Brand Nubian

    Fire in the Hole


    With damn near every hip-hop record these days filled with random, often stylistically divergent beats made by whomever the artist (or more likely the label) could get to guest, and everyone looking to grab the hot producers of the moment, the cohesive, uniform, flowing, hip-hop LPs of yore are all but gone. Internally produced acts like Gang Starr keep proving these albums still work (maybe even better than ever), but everyone thinks getting with Scott Storch or Danger Mouse or somebody is the prescription for hotness. Even studio geniuses like the RZA don’t get it, clowning themselves by not realizing that no one wants to hear their mediocre flows over someone else’s lesser beats. Murs got it when he did 3:16 with 9th Wonder, and MF Doom definitely gets it. But unfortunately, few others do.


    That said, with none of the delusions of re-emerging into the mainstream that accompanies so many hip-hop comeback albums, Now Rule (that’s New Rochelle for you non tri-state suckers) true-school vets Brand Nubian have kept the production on Fire in the Hole entirely in-house. That’s not to say that it’s all hot — some of these beats are actually wack — but at least it’s uniform.

    Lyrically, the Nubians keep it really real. That is to say they’re doing the same thing they’ve always done, which not that many people are still doing. Brand Nubian has always been real thugs (the stories I’ve heard, if repeated here, could get my teeth knocked out); they don’t need to make thugged-up hip-hop to justify themselves. On “Young Son,” in which Grand Puba, Lord Jamar and Sadat X address their young male progeny while facing a prison bid (in real life, only Puba hasn’t been in for an extended stay), Lord Jamar gets it gangsta, telling his boy, “Take this nine milli, son, I hope you can handle it.” Jamar, who I’ve always thought brought the group down (especially on their classic “Punks Jump Up To Get Beat Down” off 1993’s In God We Trust, in which he sounds like a closet case while going off on his dislike for gays), holds it down throughout, coming with some of the best verses.

    And everybody who doesn’t think Sadat X is one of the best emcees ever needs to re-acquaint themselves with One For All, the group’s 1990 debut; spin “Punks Jump Up To Get Beat Down” a few times; and pick up his insanely slept-on 1996 solo LP, Wild Cowboys. Nonetheless, his performance here is far from his best work.

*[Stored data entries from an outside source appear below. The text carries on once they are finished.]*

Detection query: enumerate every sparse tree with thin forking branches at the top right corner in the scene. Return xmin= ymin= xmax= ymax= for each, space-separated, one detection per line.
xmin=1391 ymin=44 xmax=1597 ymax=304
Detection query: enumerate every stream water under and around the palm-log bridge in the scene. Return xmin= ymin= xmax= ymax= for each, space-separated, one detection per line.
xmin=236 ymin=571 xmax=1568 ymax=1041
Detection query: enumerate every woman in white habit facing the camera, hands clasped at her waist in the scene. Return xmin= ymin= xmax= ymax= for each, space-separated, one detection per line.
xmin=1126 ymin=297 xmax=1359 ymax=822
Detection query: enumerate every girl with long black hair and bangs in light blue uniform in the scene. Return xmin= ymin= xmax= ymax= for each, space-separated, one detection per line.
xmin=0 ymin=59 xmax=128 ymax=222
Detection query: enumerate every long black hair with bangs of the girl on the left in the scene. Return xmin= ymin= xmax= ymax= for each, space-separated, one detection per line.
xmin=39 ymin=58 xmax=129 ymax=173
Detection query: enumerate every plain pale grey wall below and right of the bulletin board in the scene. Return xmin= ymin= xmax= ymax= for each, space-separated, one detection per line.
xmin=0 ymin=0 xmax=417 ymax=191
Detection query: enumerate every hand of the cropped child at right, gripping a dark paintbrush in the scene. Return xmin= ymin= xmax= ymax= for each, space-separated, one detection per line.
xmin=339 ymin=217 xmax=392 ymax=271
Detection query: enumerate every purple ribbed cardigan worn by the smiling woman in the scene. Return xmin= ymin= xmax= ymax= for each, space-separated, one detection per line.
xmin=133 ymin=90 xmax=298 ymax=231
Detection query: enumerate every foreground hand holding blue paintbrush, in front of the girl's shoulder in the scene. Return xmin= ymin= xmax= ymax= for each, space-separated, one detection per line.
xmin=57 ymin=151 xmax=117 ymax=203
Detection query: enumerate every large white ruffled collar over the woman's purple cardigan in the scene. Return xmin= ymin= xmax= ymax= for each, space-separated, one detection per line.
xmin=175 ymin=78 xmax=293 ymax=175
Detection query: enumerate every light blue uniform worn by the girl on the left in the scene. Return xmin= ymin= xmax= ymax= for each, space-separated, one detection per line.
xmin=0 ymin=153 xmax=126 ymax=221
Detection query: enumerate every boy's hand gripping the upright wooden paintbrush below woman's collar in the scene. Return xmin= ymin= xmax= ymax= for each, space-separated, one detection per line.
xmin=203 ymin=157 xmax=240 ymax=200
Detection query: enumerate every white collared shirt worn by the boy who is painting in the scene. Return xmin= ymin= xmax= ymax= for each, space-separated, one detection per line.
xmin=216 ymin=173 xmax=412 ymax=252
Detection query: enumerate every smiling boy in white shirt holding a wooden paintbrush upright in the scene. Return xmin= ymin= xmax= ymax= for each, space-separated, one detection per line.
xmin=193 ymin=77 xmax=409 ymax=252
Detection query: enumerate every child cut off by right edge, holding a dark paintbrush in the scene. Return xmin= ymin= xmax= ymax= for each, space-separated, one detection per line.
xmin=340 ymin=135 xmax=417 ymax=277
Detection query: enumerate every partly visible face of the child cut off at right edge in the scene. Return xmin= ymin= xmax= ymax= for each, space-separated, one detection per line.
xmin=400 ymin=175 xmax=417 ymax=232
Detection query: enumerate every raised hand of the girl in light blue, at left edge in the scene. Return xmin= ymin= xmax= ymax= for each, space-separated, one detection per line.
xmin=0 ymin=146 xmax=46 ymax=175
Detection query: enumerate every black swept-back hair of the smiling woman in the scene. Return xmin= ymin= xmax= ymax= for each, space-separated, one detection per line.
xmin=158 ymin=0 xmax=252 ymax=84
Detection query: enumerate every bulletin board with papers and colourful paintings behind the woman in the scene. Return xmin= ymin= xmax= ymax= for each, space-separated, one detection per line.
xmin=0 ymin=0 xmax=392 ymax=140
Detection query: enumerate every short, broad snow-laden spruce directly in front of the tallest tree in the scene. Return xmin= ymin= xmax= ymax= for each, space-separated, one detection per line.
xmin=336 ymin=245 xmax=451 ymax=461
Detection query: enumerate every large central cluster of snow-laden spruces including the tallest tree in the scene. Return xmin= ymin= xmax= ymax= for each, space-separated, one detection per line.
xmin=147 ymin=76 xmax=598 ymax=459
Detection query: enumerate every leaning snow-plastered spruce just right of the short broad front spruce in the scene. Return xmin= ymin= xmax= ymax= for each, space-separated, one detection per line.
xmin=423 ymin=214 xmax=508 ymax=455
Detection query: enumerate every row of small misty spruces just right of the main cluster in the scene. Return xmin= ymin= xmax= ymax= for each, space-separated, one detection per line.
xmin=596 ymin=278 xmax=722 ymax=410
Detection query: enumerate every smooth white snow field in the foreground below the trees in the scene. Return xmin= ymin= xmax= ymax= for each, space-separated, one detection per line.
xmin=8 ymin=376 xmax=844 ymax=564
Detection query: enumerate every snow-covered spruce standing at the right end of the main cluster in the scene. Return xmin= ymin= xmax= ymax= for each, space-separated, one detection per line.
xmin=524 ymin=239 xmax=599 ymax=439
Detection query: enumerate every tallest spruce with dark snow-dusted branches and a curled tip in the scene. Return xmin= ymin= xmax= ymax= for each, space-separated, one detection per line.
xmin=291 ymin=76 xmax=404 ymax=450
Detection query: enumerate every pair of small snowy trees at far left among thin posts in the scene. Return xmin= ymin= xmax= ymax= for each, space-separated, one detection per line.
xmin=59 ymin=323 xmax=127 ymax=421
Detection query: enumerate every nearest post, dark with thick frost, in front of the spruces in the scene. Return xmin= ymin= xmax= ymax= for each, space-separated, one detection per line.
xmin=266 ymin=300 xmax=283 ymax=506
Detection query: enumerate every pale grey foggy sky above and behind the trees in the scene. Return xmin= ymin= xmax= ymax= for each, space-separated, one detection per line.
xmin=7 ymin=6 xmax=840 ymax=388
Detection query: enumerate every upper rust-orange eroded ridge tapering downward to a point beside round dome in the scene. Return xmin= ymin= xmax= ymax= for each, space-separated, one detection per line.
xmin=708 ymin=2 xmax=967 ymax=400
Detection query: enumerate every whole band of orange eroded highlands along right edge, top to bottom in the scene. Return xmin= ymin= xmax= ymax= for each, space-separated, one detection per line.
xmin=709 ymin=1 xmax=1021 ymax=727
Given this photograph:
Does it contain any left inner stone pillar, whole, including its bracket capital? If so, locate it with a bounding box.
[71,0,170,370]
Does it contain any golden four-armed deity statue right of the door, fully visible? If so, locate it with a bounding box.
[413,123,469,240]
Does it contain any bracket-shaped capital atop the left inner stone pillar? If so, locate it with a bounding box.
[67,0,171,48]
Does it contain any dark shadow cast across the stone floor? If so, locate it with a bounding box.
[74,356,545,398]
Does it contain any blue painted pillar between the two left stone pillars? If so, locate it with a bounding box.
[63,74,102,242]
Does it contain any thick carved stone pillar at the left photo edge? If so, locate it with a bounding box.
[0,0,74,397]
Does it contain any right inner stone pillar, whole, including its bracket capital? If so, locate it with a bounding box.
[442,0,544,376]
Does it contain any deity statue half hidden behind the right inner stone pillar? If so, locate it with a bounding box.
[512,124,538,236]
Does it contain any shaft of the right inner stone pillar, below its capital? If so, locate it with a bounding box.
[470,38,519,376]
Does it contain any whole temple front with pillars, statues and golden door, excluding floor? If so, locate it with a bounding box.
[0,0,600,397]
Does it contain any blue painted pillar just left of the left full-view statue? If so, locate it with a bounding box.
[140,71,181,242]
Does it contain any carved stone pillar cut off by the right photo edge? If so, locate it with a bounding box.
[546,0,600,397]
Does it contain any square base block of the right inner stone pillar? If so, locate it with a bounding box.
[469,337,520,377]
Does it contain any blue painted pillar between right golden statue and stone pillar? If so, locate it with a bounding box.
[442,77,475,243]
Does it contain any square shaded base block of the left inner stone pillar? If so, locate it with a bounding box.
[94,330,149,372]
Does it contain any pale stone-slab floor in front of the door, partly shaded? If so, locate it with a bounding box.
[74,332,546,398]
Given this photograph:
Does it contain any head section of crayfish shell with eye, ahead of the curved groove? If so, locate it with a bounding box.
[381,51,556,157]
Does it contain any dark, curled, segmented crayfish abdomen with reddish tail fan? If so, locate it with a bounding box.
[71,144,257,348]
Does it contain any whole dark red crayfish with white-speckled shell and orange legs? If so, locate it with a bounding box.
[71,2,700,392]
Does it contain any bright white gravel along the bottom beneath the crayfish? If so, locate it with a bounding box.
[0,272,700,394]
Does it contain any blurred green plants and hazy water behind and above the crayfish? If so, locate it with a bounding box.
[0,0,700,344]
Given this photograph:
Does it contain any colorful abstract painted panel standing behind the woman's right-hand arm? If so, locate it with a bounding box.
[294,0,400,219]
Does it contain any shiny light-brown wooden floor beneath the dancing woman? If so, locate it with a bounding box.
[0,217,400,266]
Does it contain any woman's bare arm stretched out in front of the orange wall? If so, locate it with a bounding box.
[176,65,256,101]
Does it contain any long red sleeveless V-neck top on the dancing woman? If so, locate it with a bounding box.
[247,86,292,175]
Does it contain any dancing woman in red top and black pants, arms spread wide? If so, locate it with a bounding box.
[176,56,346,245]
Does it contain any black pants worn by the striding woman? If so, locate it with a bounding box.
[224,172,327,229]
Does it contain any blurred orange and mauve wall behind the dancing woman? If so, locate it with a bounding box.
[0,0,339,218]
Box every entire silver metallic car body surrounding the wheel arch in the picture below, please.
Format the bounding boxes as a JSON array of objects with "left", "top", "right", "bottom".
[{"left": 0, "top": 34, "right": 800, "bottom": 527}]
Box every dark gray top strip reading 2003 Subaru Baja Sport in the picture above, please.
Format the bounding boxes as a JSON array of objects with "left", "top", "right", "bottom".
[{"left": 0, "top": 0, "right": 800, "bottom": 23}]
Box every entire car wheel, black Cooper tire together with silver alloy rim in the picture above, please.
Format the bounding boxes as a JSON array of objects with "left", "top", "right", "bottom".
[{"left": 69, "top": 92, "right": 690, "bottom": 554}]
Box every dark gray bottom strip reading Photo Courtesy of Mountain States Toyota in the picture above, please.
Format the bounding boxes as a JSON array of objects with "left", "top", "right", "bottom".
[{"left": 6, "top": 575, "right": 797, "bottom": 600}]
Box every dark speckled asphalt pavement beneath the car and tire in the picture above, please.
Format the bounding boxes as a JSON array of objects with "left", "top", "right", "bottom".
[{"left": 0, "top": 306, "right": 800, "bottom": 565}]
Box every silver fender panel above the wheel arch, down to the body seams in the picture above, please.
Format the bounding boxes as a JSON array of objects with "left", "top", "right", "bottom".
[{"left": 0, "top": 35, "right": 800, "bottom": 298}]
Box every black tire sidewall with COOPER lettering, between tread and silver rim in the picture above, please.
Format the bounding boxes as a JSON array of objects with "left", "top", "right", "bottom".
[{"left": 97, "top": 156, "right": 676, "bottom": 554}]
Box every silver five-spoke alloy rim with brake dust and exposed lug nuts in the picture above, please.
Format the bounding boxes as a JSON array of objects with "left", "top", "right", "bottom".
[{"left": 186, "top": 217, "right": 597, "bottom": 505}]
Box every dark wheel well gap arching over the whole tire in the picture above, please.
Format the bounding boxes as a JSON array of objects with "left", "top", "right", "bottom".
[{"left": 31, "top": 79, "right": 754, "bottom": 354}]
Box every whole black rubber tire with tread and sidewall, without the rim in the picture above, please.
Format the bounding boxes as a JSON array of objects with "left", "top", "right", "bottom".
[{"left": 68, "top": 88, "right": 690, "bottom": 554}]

    Unlike most commercial (and many underground) hip-hop records, which are designed to pump you up and then bring you down with a corny and forced sensitive track that you quickly forget about, Fire in the Hole is relatively sad overall. Many of the greatest hip-hop tracks (“Children’s Story,” anyone?) are based around cautionary tales, and Brand Nubian has caution coming out the ass. Like the lives of the group’s emcees, Brand Nubian’s career is one big cautionary tale, making any release by them suggested listening for any aspiring emcee.